Dan aku pun merenung, apa artinya itu semua, terutama untuk Donna sendiri.Piala pertama didapat ketika usianya baru akan menginjak 7 tahun. Langsung jadi juara pertama, alias veni vidi vici di sebuah kompetisi di sekolah musiknya sebagai peserta termuda. Aku terus terang agak kaget. Selama latihan persiapan tentu ada masa ngambek, marah, nangis seperti layaknya anak-anak seusianya, walau keikutsertaannya adalah atas kemauannya sendiri setelah ditawari guru pianonya. Dan kejuaraan kedua yang diikutinya adalah suatu kompetisi tingkat nasional, yang tentu saja sangat berat , beda jauh bobotnya dari kompetisi pertama yang dia ikuti. Malam sebelum kompetisi dia stress berat, tidak bisa tidur semalaman bahkan entah apa yang dilakukannya sehingga banyak guguran rambut di bantalnya :(. Dan hasilnya seperti yang kita duga, dia kalah bahkan sebelum bertanding. Dia merasa bukan siapa-siapa. Aku tahu, sangat tidak mudah mengalami hal seperti ini, dua situasi yang sangat kontras.

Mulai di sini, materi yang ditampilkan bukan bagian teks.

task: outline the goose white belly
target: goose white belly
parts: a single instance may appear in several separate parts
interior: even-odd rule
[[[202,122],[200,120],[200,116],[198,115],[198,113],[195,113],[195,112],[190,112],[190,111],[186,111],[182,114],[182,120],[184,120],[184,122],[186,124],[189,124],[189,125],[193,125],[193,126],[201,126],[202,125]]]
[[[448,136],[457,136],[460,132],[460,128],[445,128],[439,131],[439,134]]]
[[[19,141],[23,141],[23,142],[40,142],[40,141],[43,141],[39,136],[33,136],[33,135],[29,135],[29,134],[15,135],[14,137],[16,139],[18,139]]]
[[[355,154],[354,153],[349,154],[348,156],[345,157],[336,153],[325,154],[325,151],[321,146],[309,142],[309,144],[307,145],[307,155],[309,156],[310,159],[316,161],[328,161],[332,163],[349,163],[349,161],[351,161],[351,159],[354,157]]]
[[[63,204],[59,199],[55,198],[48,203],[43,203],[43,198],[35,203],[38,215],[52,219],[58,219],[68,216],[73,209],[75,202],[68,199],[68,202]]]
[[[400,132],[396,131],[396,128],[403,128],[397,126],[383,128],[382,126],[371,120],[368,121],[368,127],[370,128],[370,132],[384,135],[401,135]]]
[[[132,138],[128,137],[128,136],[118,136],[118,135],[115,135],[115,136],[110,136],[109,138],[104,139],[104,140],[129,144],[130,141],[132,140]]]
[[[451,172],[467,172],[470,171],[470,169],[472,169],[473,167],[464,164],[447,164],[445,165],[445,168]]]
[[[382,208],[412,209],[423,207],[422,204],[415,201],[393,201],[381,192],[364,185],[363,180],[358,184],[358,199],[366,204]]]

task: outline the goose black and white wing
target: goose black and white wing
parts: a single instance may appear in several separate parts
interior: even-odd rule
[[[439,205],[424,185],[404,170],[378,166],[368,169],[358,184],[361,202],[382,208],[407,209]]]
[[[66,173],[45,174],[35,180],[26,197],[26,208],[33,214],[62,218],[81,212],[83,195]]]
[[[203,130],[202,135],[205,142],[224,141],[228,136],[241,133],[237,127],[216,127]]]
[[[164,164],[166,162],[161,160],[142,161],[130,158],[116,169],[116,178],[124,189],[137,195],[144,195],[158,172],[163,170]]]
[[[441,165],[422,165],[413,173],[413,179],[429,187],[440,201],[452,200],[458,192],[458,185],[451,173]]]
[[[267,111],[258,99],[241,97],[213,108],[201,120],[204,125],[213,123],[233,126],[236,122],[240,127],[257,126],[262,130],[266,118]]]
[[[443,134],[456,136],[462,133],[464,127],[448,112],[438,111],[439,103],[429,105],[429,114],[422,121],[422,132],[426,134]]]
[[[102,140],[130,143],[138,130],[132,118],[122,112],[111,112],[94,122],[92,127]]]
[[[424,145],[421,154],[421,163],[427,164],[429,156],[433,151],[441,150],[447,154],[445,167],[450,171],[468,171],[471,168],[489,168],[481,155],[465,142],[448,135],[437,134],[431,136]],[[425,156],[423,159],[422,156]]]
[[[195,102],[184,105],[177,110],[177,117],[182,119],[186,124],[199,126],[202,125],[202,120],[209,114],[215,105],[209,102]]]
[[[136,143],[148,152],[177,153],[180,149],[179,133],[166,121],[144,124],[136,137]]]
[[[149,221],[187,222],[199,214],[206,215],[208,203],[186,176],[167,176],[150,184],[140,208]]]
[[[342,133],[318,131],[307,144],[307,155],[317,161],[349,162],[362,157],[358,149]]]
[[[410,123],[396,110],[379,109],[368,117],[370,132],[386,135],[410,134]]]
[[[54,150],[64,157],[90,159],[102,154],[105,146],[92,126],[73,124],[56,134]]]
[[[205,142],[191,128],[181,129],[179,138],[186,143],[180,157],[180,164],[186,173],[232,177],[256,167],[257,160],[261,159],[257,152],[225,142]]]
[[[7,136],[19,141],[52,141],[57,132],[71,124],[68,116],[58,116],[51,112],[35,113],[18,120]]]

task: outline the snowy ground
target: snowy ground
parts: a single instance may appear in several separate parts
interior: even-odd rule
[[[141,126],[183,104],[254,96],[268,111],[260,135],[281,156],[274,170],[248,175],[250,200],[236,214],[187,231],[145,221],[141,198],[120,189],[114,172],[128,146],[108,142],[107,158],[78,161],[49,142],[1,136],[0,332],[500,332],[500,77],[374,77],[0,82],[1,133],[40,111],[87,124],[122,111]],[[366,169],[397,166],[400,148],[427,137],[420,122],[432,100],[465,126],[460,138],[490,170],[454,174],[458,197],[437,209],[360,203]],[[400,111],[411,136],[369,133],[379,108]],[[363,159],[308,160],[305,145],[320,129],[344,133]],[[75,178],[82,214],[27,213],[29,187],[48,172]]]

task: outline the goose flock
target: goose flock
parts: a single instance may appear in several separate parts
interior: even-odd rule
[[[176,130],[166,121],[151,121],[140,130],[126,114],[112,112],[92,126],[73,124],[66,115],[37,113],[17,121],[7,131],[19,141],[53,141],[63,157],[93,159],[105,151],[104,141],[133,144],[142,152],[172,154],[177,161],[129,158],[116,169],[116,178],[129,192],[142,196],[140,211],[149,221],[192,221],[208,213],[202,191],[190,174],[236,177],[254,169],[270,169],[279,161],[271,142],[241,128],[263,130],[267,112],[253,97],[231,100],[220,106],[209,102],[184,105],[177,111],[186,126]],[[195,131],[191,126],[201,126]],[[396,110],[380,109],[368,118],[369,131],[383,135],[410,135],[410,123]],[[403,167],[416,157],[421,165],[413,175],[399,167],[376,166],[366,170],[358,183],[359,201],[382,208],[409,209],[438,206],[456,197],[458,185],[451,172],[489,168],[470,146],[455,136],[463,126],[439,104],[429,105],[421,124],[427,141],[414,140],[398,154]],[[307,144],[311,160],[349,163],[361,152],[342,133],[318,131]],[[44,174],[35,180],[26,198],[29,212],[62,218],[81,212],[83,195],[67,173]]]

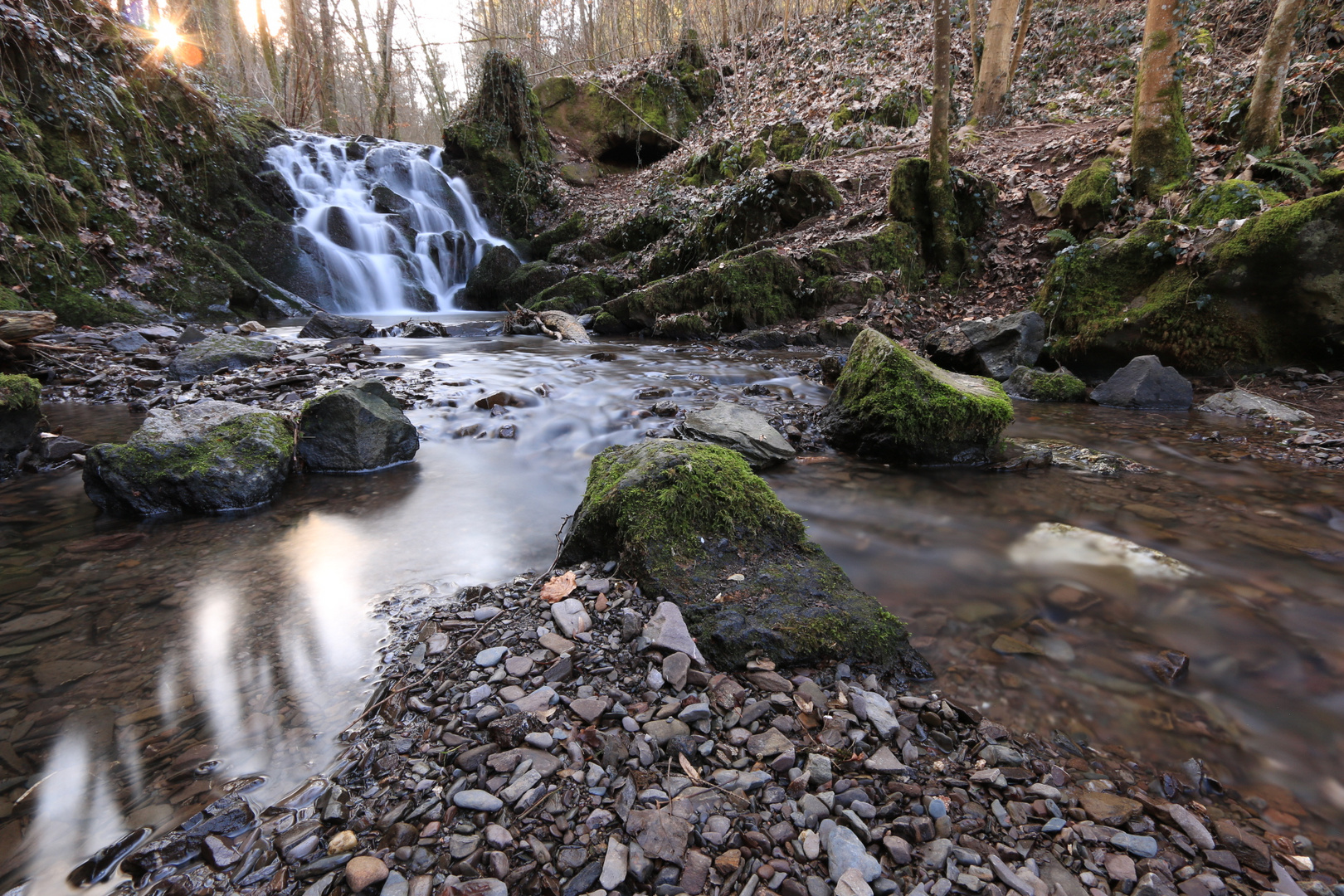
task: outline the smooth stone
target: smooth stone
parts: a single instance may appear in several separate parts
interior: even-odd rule
[[[453,794],[453,805],[472,811],[499,811],[504,801],[485,790],[460,790]]]
[[[504,658],[505,653],[508,653],[508,647],[503,645],[499,647],[485,647],[484,650],[476,654],[476,665],[481,666],[482,669],[491,669],[493,666],[497,666],[500,664],[500,660]]]
[[[578,598],[566,598],[552,604],[551,617],[555,619],[555,627],[566,638],[573,638],[581,631],[587,631],[593,627],[593,619],[589,617],[587,610],[583,609],[583,602]]]

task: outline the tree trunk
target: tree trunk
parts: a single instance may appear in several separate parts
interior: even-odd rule
[[[1185,133],[1176,71],[1180,58],[1176,5],[1177,0],[1148,0],[1144,19],[1144,56],[1138,63],[1129,167],[1134,192],[1149,199],[1161,197],[1189,176],[1189,134]]]
[[[1274,7],[1274,19],[1269,23],[1251,86],[1251,107],[1242,136],[1246,152],[1265,154],[1284,142],[1284,81],[1293,56],[1293,32],[1304,5],[1305,0],[1278,0]]]
[[[323,38],[323,64],[317,78],[317,114],[323,120],[323,130],[335,134],[340,130],[336,120],[336,27],[332,24],[329,0],[317,0],[317,24]]]
[[[957,235],[957,199],[952,191],[948,149],[952,114],[952,0],[933,0],[933,121],[929,128],[929,208],[933,212],[933,257],[942,281],[956,285],[965,270],[965,244]]]
[[[977,124],[993,125],[1003,116],[1008,97],[1009,69],[1012,69],[1013,21],[1017,0],[993,0],[985,23],[985,51],[980,60],[976,97],[970,103],[970,117]]]

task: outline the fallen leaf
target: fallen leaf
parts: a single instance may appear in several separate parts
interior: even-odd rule
[[[573,570],[564,575],[551,576],[551,580],[542,586],[542,599],[547,603],[556,603],[570,596],[575,587],[578,586],[574,582]]]

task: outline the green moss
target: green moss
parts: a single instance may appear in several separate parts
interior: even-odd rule
[[[952,373],[866,329],[823,414],[832,445],[898,462],[984,459],[1012,422],[992,379]]]
[[[0,373],[0,411],[26,411],[42,406],[42,384],[22,373]]]
[[[1064,187],[1064,195],[1059,197],[1059,219],[1081,232],[1090,231],[1110,218],[1118,196],[1116,163],[1102,156]]]
[[[1208,184],[1195,193],[1185,220],[1198,227],[1216,227],[1222,220],[1239,220],[1288,201],[1288,196],[1249,180]]]

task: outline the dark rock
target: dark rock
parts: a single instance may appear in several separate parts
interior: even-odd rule
[[[1195,390],[1175,367],[1163,367],[1156,355],[1144,355],[1094,388],[1091,399],[1107,407],[1185,411],[1195,403]]]
[[[89,449],[85,492],[113,513],[215,513],[266,504],[294,437],[278,414],[230,402],[155,408],[125,445]]]
[[[929,359],[961,373],[1005,380],[1017,367],[1031,367],[1046,345],[1046,321],[1036,312],[1017,312],[995,321],[962,321],[925,337]]]
[[[677,439],[602,451],[559,562],[612,556],[645,592],[681,604],[720,668],[759,649],[785,665],[855,657],[931,674],[905,626],[808,541],[802,520],[735,451]],[[715,602],[724,594],[732,599]]]
[[[254,364],[269,361],[276,353],[276,344],[246,336],[210,336],[188,345],[172,360],[168,371],[173,379],[195,383],[202,376],[219,369],[242,371]],[[137,360],[148,356],[137,356]]]
[[[308,403],[298,457],[314,473],[360,473],[406,463],[419,450],[415,426],[376,380],[362,380]]]
[[[457,294],[457,306],[470,312],[500,310],[504,304],[504,281],[521,266],[523,262],[508,246],[491,246]]]
[[[374,321],[363,317],[341,317],[317,312],[308,318],[304,329],[298,330],[300,339],[341,339],[345,336],[372,336]]]
[[[818,423],[841,451],[898,463],[989,458],[1012,403],[989,379],[953,373],[866,329]]]
[[[765,414],[732,402],[715,402],[704,411],[687,414],[676,434],[692,442],[732,449],[746,458],[753,470],[763,470],[798,455],[789,441],[770,426]]]

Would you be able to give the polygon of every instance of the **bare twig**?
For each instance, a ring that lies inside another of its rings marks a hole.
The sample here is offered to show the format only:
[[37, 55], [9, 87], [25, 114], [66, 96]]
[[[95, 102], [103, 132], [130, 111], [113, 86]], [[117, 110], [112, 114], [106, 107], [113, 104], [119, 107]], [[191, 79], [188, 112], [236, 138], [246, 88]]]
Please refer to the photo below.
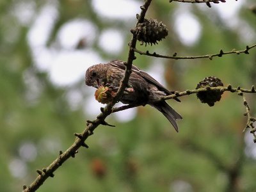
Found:
[[170, 3], [173, 1], [180, 3], [219, 3], [220, 2], [225, 3], [225, 0], [169, 0]]
[[175, 92], [173, 94], [162, 97], [163, 100], [168, 100], [173, 98], [177, 98], [181, 96], [184, 95], [189, 95], [191, 94], [196, 94], [201, 92], [210, 92], [210, 91], [219, 91], [221, 92], [230, 92], [232, 93], [237, 92], [238, 93], [239, 95], [243, 97], [244, 106], [246, 108], [246, 113], [244, 114], [245, 116], [247, 116], [248, 120], [247, 123], [245, 127], [245, 129], [250, 128], [250, 132], [253, 135], [254, 139], [253, 142], [256, 143], [256, 128], [253, 125], [253, 123], [256, 122], [256, 118], [252, 116], [250, 113], [250, 108], [249, 105], [246, 100], [245, 96], [244, 95], [243, 93], [255, 93], [256, 90], [254, 88], [254, 86], [252, 86], [252, 88], [250, 90], [244, 89], [238, 86], [237, 88], [232, 88], [230, 84], [228, 85], [227, 87], [225, 86], [217, 86], [217, 87], [205, 87], [196, 90], [186, 90], [185, 92]]
[[140, 51], [137, 49], [134, 49], [134, 51], [136, 52], [139, 53], [141, 55], [146, 55], [148, 56], [155, 57], [155, 58], [166, 58], [166, 59], [173, 59], [173, 60], [193, 60], [193, 59], [200, 59], [200, 58], [209, 58], [209, 60], [212, 60], [213, 57], [221, 57], [223, 55], [225, 54], [239, 54], [241, 53], [244, 54], [249, 54], [249, 50], [255, 47], [256, 44], [252, 45], [251, 46], [246, 45], [246, 48], [244, 50], [236, 51], [232, 50], [231, 51], [223, 52], [222, 49], [218, 53], [212, 54], [206, 54], [206, 55], [202, 55], [202, 56], [177, 56], [177, 53], [175, 52], [173, 56], [166, 56], [166, 55], [162, 55], [157, 54], [156, 52], [150, 53], [148, 51], [146, 52], [143, 52]]
[[[147, 9], [150, 4], [151, 0], [146, 0], [144, 5], [141, 6], [141, 12], [138, 18], [136, 26], [143, 22], [144, 17], [147, 11]], [[126, 70], [124, 77], [122, 81], [122, 83], [119, 87], [116, 97], [114, 98], [113, 102], [108, 104], [101, 111], [97, 116], [97, 118], [93, 121], [87, 121], [87, 127], [84, 131], [81, 133], [76, 133], [76, 139], [75, 142], [64, 152], [60, 153], [58, 157], [46, 168], [43, 168], [42, 171], [38, 170], [37, 173], [38, 176], [36, 179], [29, 186], [23, 186], [23, 191], [35, 191], [37, 189], [41, 186], [44, 182], [48, 179], [49, 177], [53, 177], [53, 172], [56, 171], [64, 162], [65, 162], [70, 157], [75, 157], [76, 154], [77, 153], [78, 149], [81, 147], [85, 147], [88, 148], [88, 145], [84, 143], [84, 141], [88, 136], [93, 134], [94, 129], [98, 127], [100, 124], [107, 125], [111, 126], [105, 122], [105, 118], [112, 113], [112, 108], [116, 102], [118, 101], [120, 98], [122, 97], [123, 92], [126, 87], [126, 84], [129, 81], [130, 74], [131, 73], [131, 67], [132, 61], [135, 59], [134, 48], [136, 47], [136, 38], [135, 35], [132, 36], [131, 42], [130, 43], [130, 50], [129, 52], [129, 56], [127, 59], [127, 63], [126, 64]]]

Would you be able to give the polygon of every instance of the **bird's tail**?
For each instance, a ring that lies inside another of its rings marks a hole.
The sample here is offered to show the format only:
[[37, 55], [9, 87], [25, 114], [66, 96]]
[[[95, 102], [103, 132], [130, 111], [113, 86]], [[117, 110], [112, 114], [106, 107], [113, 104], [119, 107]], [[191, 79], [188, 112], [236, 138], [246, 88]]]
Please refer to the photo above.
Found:
[[170, 106], [164, 100], [151, 104], [150, 106], [162, 113], [172, 124], [176, 131], [179, 132], [178, 125], [177, 124], [176, 120], [178, 119], [182, 119], [180, 115], [176, 112], [176, 111]]

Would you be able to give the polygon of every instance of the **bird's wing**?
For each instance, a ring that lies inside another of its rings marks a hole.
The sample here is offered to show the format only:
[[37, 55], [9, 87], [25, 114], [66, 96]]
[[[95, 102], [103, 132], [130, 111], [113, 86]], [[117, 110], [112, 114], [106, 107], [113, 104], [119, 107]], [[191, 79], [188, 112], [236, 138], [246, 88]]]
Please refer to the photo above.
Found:
[[[125, 70], [125, 66], [124, 65], [123, 61], [118, 61], [118, 60], [114, 60], [114, 61], [111, 61], [110, 63], [112, 66], [118, 67], [119, 68], [122, 68], [123, 70]], [[157, 81], [156, 81], [155, 79], [154, 79], [152, 76], [148, 75], [145, 72], [141, 70], [137, 67], [132, 65], [132, 70], [134, 72], [137, 73], [138, 74], [141, 76], [148, 83], [155, 85], [157, 88], [158, 88], [159, 89], [159, 90], [165, 92], [166, 94], [171, 95], [174, 93], [173, 92], [169, 91], [168, 89], [166, 89], [165, 87], [164, 87], [162, 84], [161, 84], [160, 83], [159, 83]]]

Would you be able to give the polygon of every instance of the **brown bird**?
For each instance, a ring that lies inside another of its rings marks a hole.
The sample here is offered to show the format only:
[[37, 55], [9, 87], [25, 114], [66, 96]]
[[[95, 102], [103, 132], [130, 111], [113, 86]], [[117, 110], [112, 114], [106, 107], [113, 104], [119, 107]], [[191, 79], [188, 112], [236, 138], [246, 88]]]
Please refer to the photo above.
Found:
[[[85, 74], [85, 84], [96, 88], [109, 86], [111, 90], [117, 91], [125, 70], [124, 61], [118, 60], [91, 66]], [[173, 92], [168, 90], [147, 73], [132, 65], [128, 86], [120, 101], [128, 104], [149, 104], [162, 113], [178, 132], [176, 120], [182, 117], [164, 100], [161, 100], [161, 97], [173, 93]], [[177, 98], [174, 99], [180, 102]]]

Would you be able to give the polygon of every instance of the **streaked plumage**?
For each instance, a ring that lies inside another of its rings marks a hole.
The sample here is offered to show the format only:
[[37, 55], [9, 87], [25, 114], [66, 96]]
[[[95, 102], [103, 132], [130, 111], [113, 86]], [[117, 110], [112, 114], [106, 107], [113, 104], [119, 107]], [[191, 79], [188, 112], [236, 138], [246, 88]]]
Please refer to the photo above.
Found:
[[[124, 62], [118, 60], [91, 66], [86, 72], [85, 83], [97, 88], [106, 84], [118, 88], [125, 69]], [[161, 112], [178, 132], [176, 120], [182, 119], [182, 116], [164, 100], [161, 100], [161, 97], [173, 93], [147, 73], [132, 65], [128, 86], [120, 101], [129, 104], [149, 104]], [[180, 101], [177, 98], [175, 99]]]

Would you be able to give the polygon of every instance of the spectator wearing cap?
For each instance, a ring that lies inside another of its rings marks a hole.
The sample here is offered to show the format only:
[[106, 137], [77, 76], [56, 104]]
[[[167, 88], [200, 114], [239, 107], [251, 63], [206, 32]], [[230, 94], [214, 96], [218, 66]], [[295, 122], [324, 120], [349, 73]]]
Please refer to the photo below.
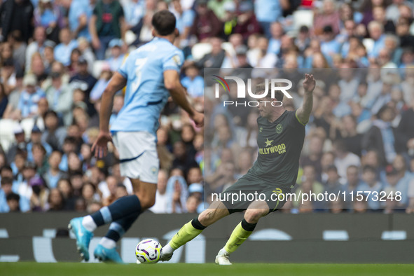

Tapi ternyata dia tidak kapok, dia ikut lagi ketika ada yang menawari ikut suatu kompetisi. Di pertandingan yang sama tahun depannya, dia entah bagaimana, mematikan rasa nervousnya, tapi juga berakibat ketika memainkan lagu di panggung lagunya menjadi terdengar datar saja, tanpa emosi :) dan tentulah kalah lagi :D
Begitulah, dari beberapa lomba yang diikutinya, aku merasakan kerja keras dan jatuh bangun Donna, juga tiap proses pendewasaan yang dia alami. Banyak yang menghasilkan piala tapi ada juga yang tidak. Donna bilang, perasaan bangga ketika bisa meraih tempat pertama dari suatu kompetisi, sangatlah "nagih". Itulah kenapa dia bilang ingin selalu ikut kompetisi yang ditawarkan. Pasang surut emosinya, nge-blank di atas panggung, kekacauan karena terlalu banyak hal yang dia ambil, itu yang dialaminya. Di sisi aku, menyemangati sampai juga habis kesabaran hahaha panjang sekali dan sangat emosional ...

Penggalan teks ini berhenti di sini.